Inflation is the increase in the prices of goods and services across an economy. When prices inflate you need more money to buy the same things.

When the inflation rate as measured by the consumer price index (CPI) rises above the 2% rate favored by federal policymakers, it can indicate that inflation is getting out of control. The result can make it harder for consumers and businesses to reach their financial goals and to preserve their existing wealth.

Participants in the securities market are highly sensitive to forecasts of changes in inflation. This means that, as a rule, expectations of future inflation are already factored into prices for stocks and bonds, including inflation hedges. So these inflation hedges are most useful when unexpected inflation occurs. If the prevailing sentiment has been that inflation is on the way, the prices of securities can be counted on to already reflect that.
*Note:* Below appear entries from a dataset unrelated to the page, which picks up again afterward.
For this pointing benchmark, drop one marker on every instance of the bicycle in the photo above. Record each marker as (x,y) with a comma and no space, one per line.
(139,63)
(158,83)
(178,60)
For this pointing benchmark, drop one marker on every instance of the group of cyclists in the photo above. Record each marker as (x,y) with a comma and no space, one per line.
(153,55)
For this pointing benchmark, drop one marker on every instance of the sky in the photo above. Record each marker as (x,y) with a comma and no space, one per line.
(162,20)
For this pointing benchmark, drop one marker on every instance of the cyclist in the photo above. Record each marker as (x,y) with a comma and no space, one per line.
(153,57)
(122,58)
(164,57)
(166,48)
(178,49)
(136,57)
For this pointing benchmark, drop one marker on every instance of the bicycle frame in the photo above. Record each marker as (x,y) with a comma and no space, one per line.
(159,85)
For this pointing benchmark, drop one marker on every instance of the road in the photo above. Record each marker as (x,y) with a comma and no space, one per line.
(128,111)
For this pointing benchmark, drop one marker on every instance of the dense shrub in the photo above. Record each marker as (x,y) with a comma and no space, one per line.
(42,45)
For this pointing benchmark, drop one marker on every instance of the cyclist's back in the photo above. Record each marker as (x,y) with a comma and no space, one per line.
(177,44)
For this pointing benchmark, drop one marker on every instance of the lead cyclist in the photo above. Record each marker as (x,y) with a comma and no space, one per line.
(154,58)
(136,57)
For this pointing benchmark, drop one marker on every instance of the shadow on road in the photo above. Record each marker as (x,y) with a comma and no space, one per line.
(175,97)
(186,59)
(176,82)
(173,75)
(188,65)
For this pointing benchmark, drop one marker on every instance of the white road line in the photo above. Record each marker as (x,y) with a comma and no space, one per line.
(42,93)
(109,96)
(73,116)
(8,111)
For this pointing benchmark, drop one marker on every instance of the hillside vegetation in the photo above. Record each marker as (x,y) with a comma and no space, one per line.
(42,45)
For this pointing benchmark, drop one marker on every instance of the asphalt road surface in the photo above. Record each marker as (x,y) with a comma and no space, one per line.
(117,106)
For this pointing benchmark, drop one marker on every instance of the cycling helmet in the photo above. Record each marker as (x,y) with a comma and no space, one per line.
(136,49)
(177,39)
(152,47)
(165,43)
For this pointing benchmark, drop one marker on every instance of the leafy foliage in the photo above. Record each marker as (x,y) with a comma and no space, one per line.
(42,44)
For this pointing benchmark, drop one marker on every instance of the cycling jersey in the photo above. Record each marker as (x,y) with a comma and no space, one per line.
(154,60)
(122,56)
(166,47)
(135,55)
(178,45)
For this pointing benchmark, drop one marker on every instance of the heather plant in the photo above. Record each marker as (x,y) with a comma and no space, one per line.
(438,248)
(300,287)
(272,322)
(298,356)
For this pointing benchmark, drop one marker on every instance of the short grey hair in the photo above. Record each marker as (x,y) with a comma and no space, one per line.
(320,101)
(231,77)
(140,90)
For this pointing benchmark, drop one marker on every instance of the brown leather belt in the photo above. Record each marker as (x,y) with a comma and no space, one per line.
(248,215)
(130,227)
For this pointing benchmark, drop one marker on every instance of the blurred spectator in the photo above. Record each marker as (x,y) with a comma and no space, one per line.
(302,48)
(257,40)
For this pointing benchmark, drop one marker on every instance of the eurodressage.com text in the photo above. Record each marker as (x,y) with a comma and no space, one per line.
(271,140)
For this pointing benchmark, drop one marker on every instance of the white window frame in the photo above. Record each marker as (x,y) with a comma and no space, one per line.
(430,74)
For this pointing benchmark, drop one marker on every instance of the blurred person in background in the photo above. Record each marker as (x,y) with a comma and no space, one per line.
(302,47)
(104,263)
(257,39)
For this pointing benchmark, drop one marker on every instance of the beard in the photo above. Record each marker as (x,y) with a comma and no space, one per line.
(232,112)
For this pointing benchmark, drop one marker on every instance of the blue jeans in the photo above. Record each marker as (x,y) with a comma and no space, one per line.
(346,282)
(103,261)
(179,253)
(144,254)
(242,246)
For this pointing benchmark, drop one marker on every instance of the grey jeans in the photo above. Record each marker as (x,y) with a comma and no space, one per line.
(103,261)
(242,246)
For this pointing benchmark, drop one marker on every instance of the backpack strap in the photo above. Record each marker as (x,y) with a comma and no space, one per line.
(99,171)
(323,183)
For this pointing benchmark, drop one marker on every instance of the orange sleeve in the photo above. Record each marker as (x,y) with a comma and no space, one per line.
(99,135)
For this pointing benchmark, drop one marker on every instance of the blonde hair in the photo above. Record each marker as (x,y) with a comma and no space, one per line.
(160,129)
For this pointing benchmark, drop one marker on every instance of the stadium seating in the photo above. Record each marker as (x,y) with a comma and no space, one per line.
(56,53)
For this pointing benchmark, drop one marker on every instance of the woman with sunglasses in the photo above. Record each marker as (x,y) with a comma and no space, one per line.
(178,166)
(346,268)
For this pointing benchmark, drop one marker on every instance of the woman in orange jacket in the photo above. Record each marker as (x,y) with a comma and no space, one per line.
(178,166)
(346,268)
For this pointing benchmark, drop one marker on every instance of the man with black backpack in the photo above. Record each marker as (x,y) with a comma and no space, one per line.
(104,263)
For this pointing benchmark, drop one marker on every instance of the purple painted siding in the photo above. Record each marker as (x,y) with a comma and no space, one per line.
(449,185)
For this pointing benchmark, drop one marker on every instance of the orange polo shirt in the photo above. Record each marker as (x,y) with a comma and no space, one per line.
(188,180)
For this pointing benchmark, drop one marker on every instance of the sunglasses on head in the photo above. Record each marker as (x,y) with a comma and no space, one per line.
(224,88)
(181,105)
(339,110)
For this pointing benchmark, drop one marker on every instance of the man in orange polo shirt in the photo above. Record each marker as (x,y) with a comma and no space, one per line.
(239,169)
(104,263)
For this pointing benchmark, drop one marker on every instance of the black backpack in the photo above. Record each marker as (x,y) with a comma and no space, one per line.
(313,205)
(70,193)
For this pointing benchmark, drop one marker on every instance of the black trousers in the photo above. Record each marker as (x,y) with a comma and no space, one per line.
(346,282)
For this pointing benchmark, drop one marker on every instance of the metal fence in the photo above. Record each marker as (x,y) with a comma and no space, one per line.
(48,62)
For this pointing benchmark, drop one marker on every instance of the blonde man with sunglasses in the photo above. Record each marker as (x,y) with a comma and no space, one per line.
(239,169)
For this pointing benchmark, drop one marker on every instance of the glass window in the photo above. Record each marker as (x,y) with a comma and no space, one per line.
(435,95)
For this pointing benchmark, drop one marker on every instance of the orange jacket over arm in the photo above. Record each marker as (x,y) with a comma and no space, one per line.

While there are a number of relatively complex strategies sophisticated investors use to counter the effects of inflation, here are six of the most common:

  1. Consumer staples

Some businesses tend to do better than others during inflationary spells, and those that sell consumer staples are often popular among inflation-hedgers. These include companies that sell basic foods like milk and bread and necessities such as toilet paper. Pharmaceuticals and utilities are also used as inflation hedges.

  1. Commodities

Businesses tied to natural resources and commodities are frequent refuges when inflation rises. This category encompasses numerous fields: industrial metals like copper and nickel; crude oil, natural gas and petroleum products; so-called “softs” like corn, timber and soybeans; precious metals, including platinum, palladium and silver. Prominent in the latter sector are gold and gold mining companies.

  1. Real estate

Investing in real estate investments, including real estate investment trusts are a popular response to inflation. These shares tend to pay dividends that outpace inflation and their underlying real estate assets tend to become more valuable during inflationary episodes, according to the real estate trade association Nareit. Owning actual real estate is also a good inflation hedge.

  1. Short-term bonds

Interest rates generally rise with inflation and that means fixed-income investments, especially longer-term ones, tend to lose value. Short-term fixed-income securities like bonds and other income securities can mitigate this effect because as rates rise new bond issues reflect the current interest environment. Money market fund returns are particularly closely tied to current interest rates.

  1. Treasury Inflation-Protected Securities 

The value of these U.S. government fixed-income securities is directly tied to the CPI, increasing as inflation rises. When the bond matures, the investor receives either the amount of the original principal or the amount adjusted for inflation.

How to Help Protect Your Portfolio From Inflation

Hedging against inflation calls for a high degree of knowledge about financial instruments as well as awareness of economic trends and an investors’ individual goals and needs. For this reason, we recommend speaking with a financial advisor.

An experienced financial investor can be an invaluable asset when inflation threatens. Advisors can help you understand your options and look for ways to protect your portfolio, continue to make smart investments and plan for retirement.

If you need help finding a financial advisor, we created a free quiz to help Americans find and vet qualified financial advisors who serve their area.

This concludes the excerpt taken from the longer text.